If a manufacturer acts negligently -- for example, in an automobile, uses cardboard for brake lining material -- and, as it happens, that negligence doesn't actually cause your injury or death, -- for example, because you happened to notice it before driving down a mountain pass -- has the manufacturer harmed you? Are you entitled to compensation?

It's trickier than it looks, and "you didn't actually suffer any concrete loss" is not necessarily a defense.

Fair point.
But were you forced to play that game, or did you choose it willingly?
Big difference.

DirtyProp
2nd Dec 2015, 09:31
Actually, Have to agree with that. I've left the industry partly as It wasn't the career Id hoped for.

If an airline intentionally skimps of maintenance etc, they deserve it.

My beef is the way people sue for anything (even out of the pilots or Airlines control). It should be on the ticket that no Aircraft can be guaranteed to never fail. (otherwise those 6 monthly Sims sessions were a waist of time and money, the Aircraft/Engine/Hydraulics CANNOT possibly fail.
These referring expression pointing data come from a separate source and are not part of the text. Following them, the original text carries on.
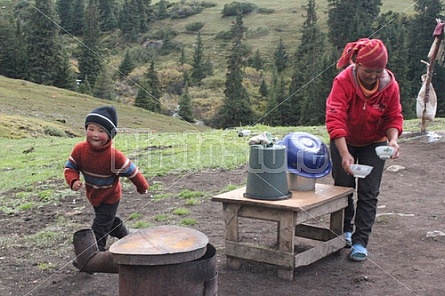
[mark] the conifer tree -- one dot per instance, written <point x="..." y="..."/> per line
<point x="64" y="11"/>
<point x="280" y="56"/>
<point x="393" y="30"/>
<point x="263" y="88"/>
<point x="350" y="20"/>
<point x="162" y="12"/>
<point x="306" y="93"/>
<point x="420" y="40"/>
<point x="256" y="61"/>
<point x="77" y="17"/>
<point x="198" y="71"/>
<point x="126" y="66"/>
<point x="107" y="15"/>
<point x="185" y="104"/>
<point x="182" y="58"/>
<point x="127" y="22"/>
<point x="90" y="62"/>
<point x="149" y="95"/>
<point x="104" y="85"/>
<point x="46" y="59"/>
<point x="85" y="87"/>
<point x="12" y="53"/>
<point x="236" y="109"/>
Every time we drive on the road or motorway, we are subjecting ourselves to risk. But we chose to travel rather than stay at home. The flying public should understand flying is subject to risks too, albeit small, and unless its gross negligence, they shouldn't be allowed to sue. Just IMHO.
Agreed.
And the lawyers' compensation should never be based on the amount of the settlement.

WHBM
2nd Dec 2015, 09:52
Another senior lawyer told me (and a meeting) :

"Do not confuse The Law in a civil action with Justice. It is a sophisticated game played out between professionals on both sides, while the participants involved just look on as spectators".

MrSnuggles
2nd Dec 2015, 15:15
msbbarratt:

I think that it is highly inappropriate that a civil case is being brought in advance of the report being issued.

I think this might be due to the discrepancy in investigation times and times for someone to do the legal move. I saw a post that a passanger has 2 years to sue from the time the plane should have arrived. Considering that some investigations takes much more time than that (BA38 f.ex. took about four years) it MIGHT be that this makes the process backwards.